Journos Hit Hick for Pot Flip-Flop

Former governor opposed legalization but appears to take credit

Democratic presidential candidate John Hickenlooper / Getty Images

Journalists are crying foul over an Instagram post from John Hickenlooper's long-shot presidential campaign in which he champions marijuana reform, especially as it relates to sentencing and racial disparities in the criminal justice system.

The "vanishing post" fundraising appeal from the former two-term governor appeared as though he were taking credit for the state's legalization of marijuana in 2014 as well as some of the incremental changes that preceded the full-on legalization.

"While I was Governor, Colorado became the first state to legalize marijuana. And we worked to address the social and racial inequities that plague marijuana sentencing," one of the images from the post said.

"As President, I will make sure we do what we did in Colorado: Decriminalize marijuana, and put a system in place that allows non-violent, misdemeanor offenders to seal their records," a follow-up slide added.

Hickenlooper was not only opposed to Amendment 64, the ballot initiative in which Colorado voters approved legal consumption and sales of marijuana, but was also opposed to an earlier initiative while mayor of Denver in 2005 that sought to decriminalize possession of small amounts of the drug but stopped short of other reforms such as creating government-sanctioned retail outlets.

He did sign a law in 2017 that allowed people with former marijuana misdemeanors to apply to have those criminal records sealed.

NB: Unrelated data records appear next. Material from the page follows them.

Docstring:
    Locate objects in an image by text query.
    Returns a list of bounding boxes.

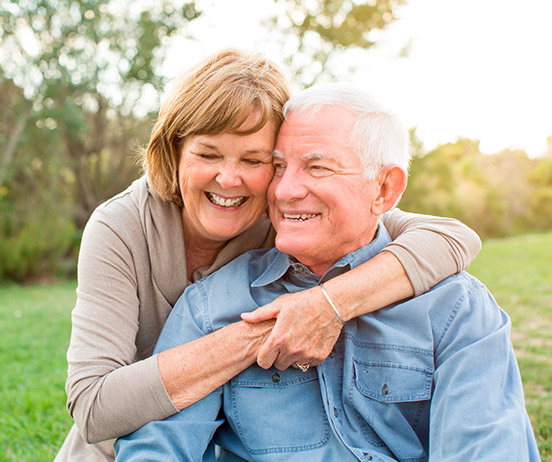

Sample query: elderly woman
[56,50,480,461]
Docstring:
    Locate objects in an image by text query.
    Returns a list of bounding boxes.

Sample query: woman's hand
[241,286,343,370]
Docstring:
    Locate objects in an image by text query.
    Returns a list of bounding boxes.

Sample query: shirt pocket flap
[231,366,318,388]
[353,359,433,403]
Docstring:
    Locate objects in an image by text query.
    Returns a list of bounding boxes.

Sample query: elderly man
[116,84,539,462]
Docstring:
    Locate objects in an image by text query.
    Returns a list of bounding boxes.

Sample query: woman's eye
[197,154,219,160]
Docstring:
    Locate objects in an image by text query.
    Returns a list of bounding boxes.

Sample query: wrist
[319,284,345,325]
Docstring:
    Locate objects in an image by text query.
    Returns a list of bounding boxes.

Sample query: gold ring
[295,361,310,372]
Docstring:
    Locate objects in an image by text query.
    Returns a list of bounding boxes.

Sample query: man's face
[268,106,379,275]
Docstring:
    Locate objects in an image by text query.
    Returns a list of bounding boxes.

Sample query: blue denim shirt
[115,225,540,462]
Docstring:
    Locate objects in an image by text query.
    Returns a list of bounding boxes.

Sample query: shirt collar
[251,221,391,287]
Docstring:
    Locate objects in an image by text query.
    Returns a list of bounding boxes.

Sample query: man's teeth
[207,193,247,207]
[284,213,316,221]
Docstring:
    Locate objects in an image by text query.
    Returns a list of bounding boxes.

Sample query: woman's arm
[66,209,273,443]
[242,209,481,370]
[157,320,274,410]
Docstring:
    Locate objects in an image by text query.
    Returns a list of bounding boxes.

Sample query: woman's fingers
[253,289,343,370]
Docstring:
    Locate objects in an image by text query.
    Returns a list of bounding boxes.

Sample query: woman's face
[178,113,275,245]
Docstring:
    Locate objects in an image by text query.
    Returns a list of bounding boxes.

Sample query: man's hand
[241,287,343,370]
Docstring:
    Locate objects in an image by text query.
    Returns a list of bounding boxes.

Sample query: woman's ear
[372,165,407,216]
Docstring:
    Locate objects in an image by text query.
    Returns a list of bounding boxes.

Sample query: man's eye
[243,159,262,167]
[272,162,286,175]
[309,165,332,176]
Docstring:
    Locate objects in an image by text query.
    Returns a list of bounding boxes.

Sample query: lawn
[0,233,552,462]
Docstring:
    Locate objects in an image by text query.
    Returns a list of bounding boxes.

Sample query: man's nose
[215,162,242,189]
[273,167,308,202]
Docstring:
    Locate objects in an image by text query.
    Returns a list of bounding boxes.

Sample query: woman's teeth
[205,193,247,207]
[283,213,316,221]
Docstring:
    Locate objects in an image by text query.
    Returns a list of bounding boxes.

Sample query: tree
[0,0,199,226]
[272,0,404,87]
[0,0,199,280]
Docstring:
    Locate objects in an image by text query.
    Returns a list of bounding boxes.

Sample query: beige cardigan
[55,177,480,462]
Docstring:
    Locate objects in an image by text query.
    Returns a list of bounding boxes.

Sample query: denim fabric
[115,225,540,462]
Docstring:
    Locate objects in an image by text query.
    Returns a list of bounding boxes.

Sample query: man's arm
[429,279,540,462]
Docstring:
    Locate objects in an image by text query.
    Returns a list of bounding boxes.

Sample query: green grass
[0,233,552,462]
[0,283,75,461]
[469,233,552,462]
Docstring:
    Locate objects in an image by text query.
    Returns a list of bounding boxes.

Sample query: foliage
[0,0,199,226]
[0,0,203,280]
[400,139,552,236]
[272,0,404,87]
[0,233,552,462]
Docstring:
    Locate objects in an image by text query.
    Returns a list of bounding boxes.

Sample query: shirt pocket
[348,344,434,461]
[226,366,329,455]
[353,359,433,403]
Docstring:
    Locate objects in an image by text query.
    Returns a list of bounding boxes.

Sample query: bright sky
[166,0,552,157]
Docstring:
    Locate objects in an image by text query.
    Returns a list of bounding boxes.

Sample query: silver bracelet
[320,284,345,325]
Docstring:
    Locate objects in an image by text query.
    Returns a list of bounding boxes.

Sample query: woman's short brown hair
[144,49,290,205]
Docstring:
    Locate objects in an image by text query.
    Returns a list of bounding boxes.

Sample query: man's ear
[372,165,407,216]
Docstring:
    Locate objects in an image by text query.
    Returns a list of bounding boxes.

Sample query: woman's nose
[215,162,242,189]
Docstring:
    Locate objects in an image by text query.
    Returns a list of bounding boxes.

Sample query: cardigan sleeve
[382,209,481,295]
[66,210,177,443]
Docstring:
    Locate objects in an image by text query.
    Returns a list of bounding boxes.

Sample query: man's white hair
[284,82,411,180]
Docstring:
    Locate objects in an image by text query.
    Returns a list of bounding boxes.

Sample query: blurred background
[0,0,552,462]
[0,0,552,282]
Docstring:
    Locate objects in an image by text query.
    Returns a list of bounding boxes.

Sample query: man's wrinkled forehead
[272,149,335,162]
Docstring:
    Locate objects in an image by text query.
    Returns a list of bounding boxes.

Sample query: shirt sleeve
[382,209,481,295]
[115,283,223,462]
[66,211,177,443]
[429,281,540,462]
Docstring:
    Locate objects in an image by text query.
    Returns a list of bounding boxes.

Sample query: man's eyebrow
[301,151,334,162]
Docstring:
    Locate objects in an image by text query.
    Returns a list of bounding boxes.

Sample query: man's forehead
[272,149,335,162]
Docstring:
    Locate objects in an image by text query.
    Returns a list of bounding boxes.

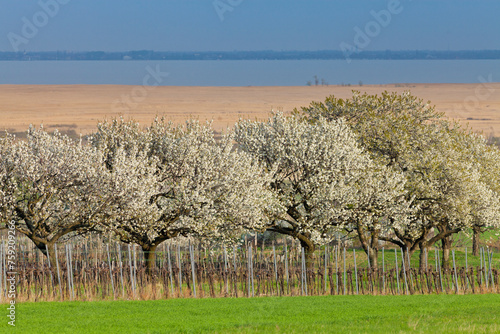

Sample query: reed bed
[0,238,500,303]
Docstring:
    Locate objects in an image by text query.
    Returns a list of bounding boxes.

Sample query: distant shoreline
[0,83,500,137]
[0,50,500,61]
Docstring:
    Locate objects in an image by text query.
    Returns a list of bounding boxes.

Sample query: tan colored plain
[0,83,500,136]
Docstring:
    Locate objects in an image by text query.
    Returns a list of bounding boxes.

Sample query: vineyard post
[106,244,116,299]
[301,247,307,296]
[273,241,280,295]
[465,247,469,290]
[116,243,125,299]
[394,248,401,295]
[325,245,328,294]
[0,241,2,302]
[177,244,182,297]
[335,243,339,295]
[406,250,415,286]
[45,244,54,292]
[401,248,409,295]
[344,246,346,295]
[128,244,135,298]
[167,245,174,297]
[54,245,63,300]
[189,240,196,298]
[133,245,137,291]
[224,245,229,295]
[451,249,458,294]
[352,248,359,294]
[366,247,371,270]
[68,244,75,299]
[285,238,288,289]
[382,247,385,293]
[488,251,495,289]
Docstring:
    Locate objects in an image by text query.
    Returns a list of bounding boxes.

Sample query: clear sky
[0,0,500,51]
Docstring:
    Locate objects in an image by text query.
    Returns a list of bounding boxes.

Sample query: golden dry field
[0,83,500,137]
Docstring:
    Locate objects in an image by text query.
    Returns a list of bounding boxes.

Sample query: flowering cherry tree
[235,113,403,264]
[1,127,107,260]
[92,120,278,270]
[302,92,495,265]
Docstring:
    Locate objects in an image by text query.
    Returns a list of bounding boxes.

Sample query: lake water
[0,60,500,86]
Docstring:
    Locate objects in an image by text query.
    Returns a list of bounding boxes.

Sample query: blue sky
[0,0,500,51]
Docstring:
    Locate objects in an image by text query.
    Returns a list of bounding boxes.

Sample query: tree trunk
[441,237,452,269]
[298,235,316,270]
[32,240,56,268]
[369,247,378,270]
[418,242,429,271]
[141,245,158,275]
[357,223,379,270]
[472,226,481,256]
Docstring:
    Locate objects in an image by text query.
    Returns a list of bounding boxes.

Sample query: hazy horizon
[0,0,500,52]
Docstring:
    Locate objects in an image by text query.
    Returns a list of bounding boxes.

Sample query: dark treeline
[0,50,500,61]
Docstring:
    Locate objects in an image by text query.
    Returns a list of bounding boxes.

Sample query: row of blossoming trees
[0,92,500,274]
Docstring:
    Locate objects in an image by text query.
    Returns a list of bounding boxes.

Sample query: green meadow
[4,294,500,334]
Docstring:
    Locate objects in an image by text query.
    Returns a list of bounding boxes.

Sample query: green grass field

"This is fairly extraordinary," tweeted Daniel Nichanian, an editor for the nonprofit criminal justice publication the Appeal. "Hickenlooper is raising money off of the claim that ‘while I was Governor, Colorado became the first state to legalize marijuana’ even though he campaigned *against* the legalization initiative at the time."

"Please tell me more, @Hickenlooper. This seems like an egregious revision of history to claim you were at all progressive on social justice issues related to cannabis," tweeted Jake Browne, a former marijuana critic for the Denver Post.

"Zero programs championed in creating opportunities for minority business owners, expunging criminal records, and people of color were still arrested at a disproportionate rate under your administration," Browne added in a follow-up tweet.

Others involved with public policy or advocacy joined in the criticism.

"I was Vice Chair of the @LPCO when we got Amendment 64 passed," tweeted Nicholas Sarwark, referring to the Libertarian Party of Colorado. "I'm glad Hickenlooper has evolved on the issue, but he was 100% against at the time, along with @coloradodems."

The criticisms over marijuana policy went almost unnoticed, however, in a weekend in which Hickenlooper gained more headlines for being booed at a California Democrat Convention after saying, "If we want to beat Donald Trump and achieve big progressive goals, socialism is not the answer."

That rebuke of socialism stands in contrast to his earlier refusal to call himself a capitalist just day into his formal candidacy for the presidential nomination.

Many Colorado political watchers have argued that such prevarications have been a hallmark of Hickenlooper’s governing style.

"His style as a governor was more ‘whatever the legislature wants to do' and ‘I'm working with everyone' and trying to appease both sides, and he's not going to be able to do that with the national media," said Lindsey Singer of Colorado Rising Action, a Republican advocacy group and opposition research firm.

A left-of-center news outlet in Colorado also challenged Hickenlooper earlier in the year for trying to revise his record on the death penalty.

The Colorado Independent said the former two-term governor "started flat-out making stuff up when he went on to suggest that, as governor, he encouraged a broad dialogue about capital punishment, its effectiveness and whether it's being meted out fairly."